A permanent home and museum for poets and poetry

Museum

The museum is closed for the season.

All are welcome to enjoy the view from Robert Frost’s porch and the poetry trail year-round.


The Frost Place is a “house museum,” a sanctuary for lovers of poetry and books on a quiet north country lane with a spectacular view of the White Mountains.

By today’s standards especially, this is a small house. The house, built in the 1860s, is miraculously well preserved thanks to the care of the families that lived here until the mid-1970s. The museum and Frost aficionados and scholars everywhere owe thanks to the foresight and concern of the citizens of Franconia, who voted at their town meeting in 1976 to purchase the former home of Robert Frost and his family in order to see to its safekeeping in perpetuity. Unlike typical modern museums, you won’t find at The Frost Place fancy multi-media displays or cafés, but if you come seeking a glimpse and a sense of the kind of place where a young poet could concentrate, and where his four children could range through the woods and orchards and discover the world, The Frost Place can still offer such pleasures.
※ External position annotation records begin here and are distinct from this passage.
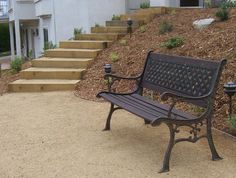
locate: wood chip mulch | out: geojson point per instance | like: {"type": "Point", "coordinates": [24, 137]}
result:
{"type": "Point", "coordinates": [216, 42]}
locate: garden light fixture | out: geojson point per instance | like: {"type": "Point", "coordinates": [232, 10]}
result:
{"type": "Point", "coordinates": [230, 90]}
{"type": "Point", "coordinates": [129, 28]}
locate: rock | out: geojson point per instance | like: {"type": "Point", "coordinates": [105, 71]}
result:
{"type": "Point", "coordinates": [202, 23]}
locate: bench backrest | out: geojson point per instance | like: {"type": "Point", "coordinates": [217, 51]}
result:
{"type": "Point", "coordinates": [181, 75]}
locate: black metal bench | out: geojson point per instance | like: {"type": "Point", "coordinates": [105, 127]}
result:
{"type": "Point", "coordinates": [178, 79]}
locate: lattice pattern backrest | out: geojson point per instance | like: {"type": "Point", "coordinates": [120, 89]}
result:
{"type": "Point", "coordinates": [180, 75]}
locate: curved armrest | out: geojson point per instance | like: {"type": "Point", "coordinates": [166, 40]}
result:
{"type": "Point", "coordinates": [167, 95]}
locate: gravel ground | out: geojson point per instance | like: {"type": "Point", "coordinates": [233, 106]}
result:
{"type": "Point", "coordinates": [59, 135]}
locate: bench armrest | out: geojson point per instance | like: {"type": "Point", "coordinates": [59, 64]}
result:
{"type": "Point", "coordinates": [178, 98]}
{"type": "Point", "coordinates": [166, 95]}
{"type": "Point", "coordinates": [120, 77]}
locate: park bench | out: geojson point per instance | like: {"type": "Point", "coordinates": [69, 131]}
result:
{"type": "Point", "coordinates": [177, 79]}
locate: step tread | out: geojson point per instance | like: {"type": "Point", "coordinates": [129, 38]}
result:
{"type": "Point", "coordinates": [44, 81]}
{"type": "Point", "coordinates": [64, 59]}
{"type": "Point", "coordinates": [87, 41]}
{"type": "Point", "coordinates": [48, 69]}
{"type": "Point", "coordinates": [102, 34]}
{"type": "Point", "coordinates": [82, 50]}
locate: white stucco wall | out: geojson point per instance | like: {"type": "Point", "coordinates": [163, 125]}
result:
{"type": "Point", "coordinates": [22, 10]}
{"type": "Point", "coordinates": [84, 13]}
{"type": "Point", "coordinates": [43, 7]}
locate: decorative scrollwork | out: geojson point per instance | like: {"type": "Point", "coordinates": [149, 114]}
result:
{"type": "Point", "coordinates": [194, 132]}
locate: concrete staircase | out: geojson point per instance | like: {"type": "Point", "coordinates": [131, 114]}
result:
{"type": "Point", "coordinates": [62, 68]}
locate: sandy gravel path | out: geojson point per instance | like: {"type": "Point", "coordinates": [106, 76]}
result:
{"type": "Point", "coordinates": [49, 135]}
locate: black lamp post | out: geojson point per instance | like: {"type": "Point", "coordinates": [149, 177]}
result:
{"type": "Point", "coordinates": [129, 28]}
{"type": "Point", "coordinates": [230, 90]}
{"type": "Point", "coordinates": [107, 68]}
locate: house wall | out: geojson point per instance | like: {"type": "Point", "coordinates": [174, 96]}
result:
{"type": "Point", "coordinates": [20, 9]}
{"type": "Point", "coordinates": [169, 3]}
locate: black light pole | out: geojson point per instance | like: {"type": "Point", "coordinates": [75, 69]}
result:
{"type": "Point", "coordinates": [129, 28]}
{"type": "Point", "coordinates": [230, 90]}
{"type": "Point", "coordinates": [107, 70]}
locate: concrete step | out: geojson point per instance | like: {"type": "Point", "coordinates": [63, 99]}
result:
{"type": "Point", "coordinates": [109, 29]}
{"type": "Point", "coordinates": [62, 62]}
{"type": "Point", "coordinates": [82, 44]}
{"type": "Point", "coordinates": [123, 23]}
{"type": "Point", "coordinates": [51, 73]}
{"type": "Point", "coordinates": [100, 36]}
{"type": "Point", "coordinates": [72, 53]}
{"type": "Point", "coordinates": [42, 85]}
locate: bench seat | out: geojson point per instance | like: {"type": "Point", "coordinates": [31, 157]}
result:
{"type": "Point", "coordinates": [145, 108]}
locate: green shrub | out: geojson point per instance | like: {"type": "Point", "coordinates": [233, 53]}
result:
{"type": "Point", "coordinates": [223, 13]}
{"type": "Point", "coordinates": [165, 27]}
{"type": "Point", "coordinates": [49, 45]}
{"type": "Point", "coordinates": [142, 28]}
{"type": "Point", "coordinates": [16, 64]}
{"type": "Point", "coordinates": [123, 42]}
{"type": "Point", "coordinates": [228, 4]}
{"type": "Point", "coordinates": [232, 122]}
{"type": "Point", "coordinates": [97, 25]}
{"type": "Point", "coordinates": [173, 43]}
{"type": "Point", "coordinates": [114, 57]}
{"type": "Point", "coordinates": [115, 17]}
{"type": "Point", "coordinates": [145, 5]}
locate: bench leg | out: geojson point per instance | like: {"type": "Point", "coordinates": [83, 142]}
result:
{"type": "Point", "coordinates": [166, 161]}
{"type": "Point", "coordinates": [215, 155]}
{"type": "Point", "coordinates": [108, 123]}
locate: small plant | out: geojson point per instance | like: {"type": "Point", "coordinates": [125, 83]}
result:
{"type": "Point", "coordinates": [208, 3]}
{"type": "Point", "coordinates": [31, 54]}
{"type": "Point", "coordinates": [173, 43]}
{"type": "Point", "coordinates": [49, 45]}
{"type": "Point", "coordinates": [16, 65]}
{"type": "Point", "coordinates": [97, 25]}
{"type": "Point", "coordinates": [115, 17]}
{"type": "Point", "coordinates": [77, 32]}
{"type": "Point", "coordinates": [165, 27]}
{"type": "Point", "coordinates": [123, 42]}
{"type": "Point", "coordinates": [114, 57]}
{"type": "Point", "coordinates": [145, 5]}
{"type": "Point", "coordinates": [228, 3]}
{"type": "Point", "coordinates": [142, 29]}
{"type": "Point", "coordinates": [223, 13]}
{"type": "Point", "coordinates": [232, 123]}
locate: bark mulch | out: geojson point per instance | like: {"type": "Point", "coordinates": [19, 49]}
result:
{"type": "Point", "coordinates": [216, 42]}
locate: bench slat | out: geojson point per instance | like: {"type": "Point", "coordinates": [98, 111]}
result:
{"type": "Point", "coordinates": [144, 108]}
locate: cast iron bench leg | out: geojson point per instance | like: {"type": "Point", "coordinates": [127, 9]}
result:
{"type": "Point", "coordinates": [215, 155]}
{"type": "Point", "coordinates": [108, 123]}
{"type": "Point", "coordinates": [166, 161]}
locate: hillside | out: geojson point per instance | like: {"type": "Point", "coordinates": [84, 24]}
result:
{"type": "Point", "coordinates": [215, 42]}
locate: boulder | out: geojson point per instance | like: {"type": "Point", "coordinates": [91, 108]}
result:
{"type": "Point", "coordinates": [202, 23]}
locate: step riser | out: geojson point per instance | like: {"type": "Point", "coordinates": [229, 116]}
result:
{"type": "Point", "coordinates": [98, 37]}
{"type": "Point", "coordinates": [115, 23]}
{"type": "Point", "coordinates": [61, 64]}
{"type": "Point", "coordinates": [40, 87]}
{"type": "Point", "coordinates": [51, 75]}
{"type": "Point", "coordinates": [108, 30]}
{"type": "Point", "coordinates": [71, 54]}
{"type": "Point", "coordinates": [83, 45]}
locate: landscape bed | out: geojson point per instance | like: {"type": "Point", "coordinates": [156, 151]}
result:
{"type": "Point", "coordinates": [213, 43]}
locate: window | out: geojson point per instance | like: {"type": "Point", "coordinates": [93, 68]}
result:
{"type": "Point", "coordinates": [45, 34]}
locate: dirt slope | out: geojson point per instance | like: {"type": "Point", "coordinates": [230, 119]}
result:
{"type": "Point", "coordinates": [215, 43]}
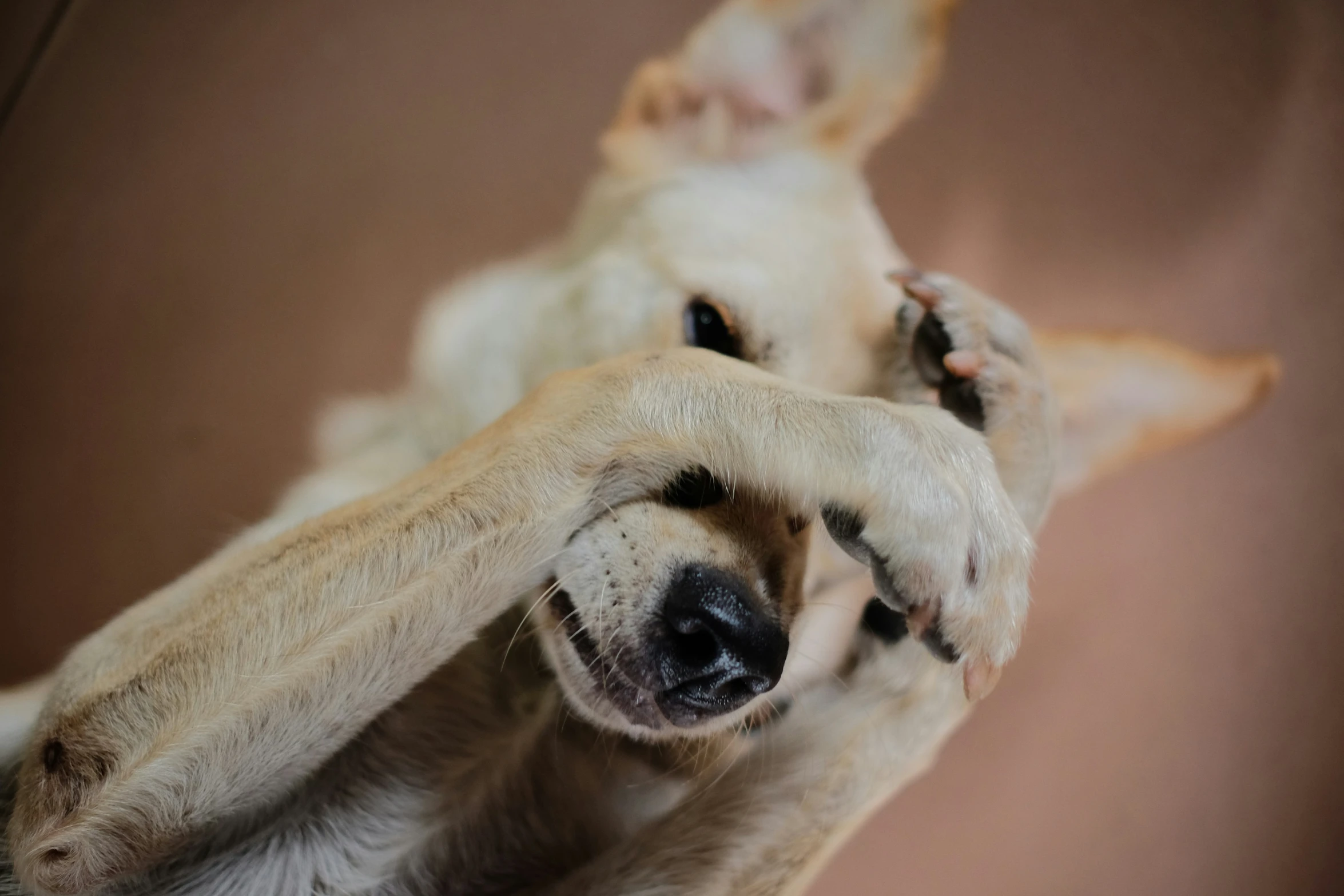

The view from the porch which inspired Frost is stunning and open to the public year round.

In addition to a collection of signed first editions of Frost’s works and other memorabilia from his stay, The Frost Place has a quarter-mile nature trail with plaques displaying poems written during the poet’s Franconia years.

Moreover, instead of being merely a site of retrospection and nostalgia, The Frost Place continues to host energetic and innovative gatherings for contemporary poets, including summer conferences and school programs, and each summer an emerging poet is awarded a fellowship with a cash stipend and an invitation to live and write in Frost’s former home for the month of July.


The house as it appeared in Robert Frost’s day.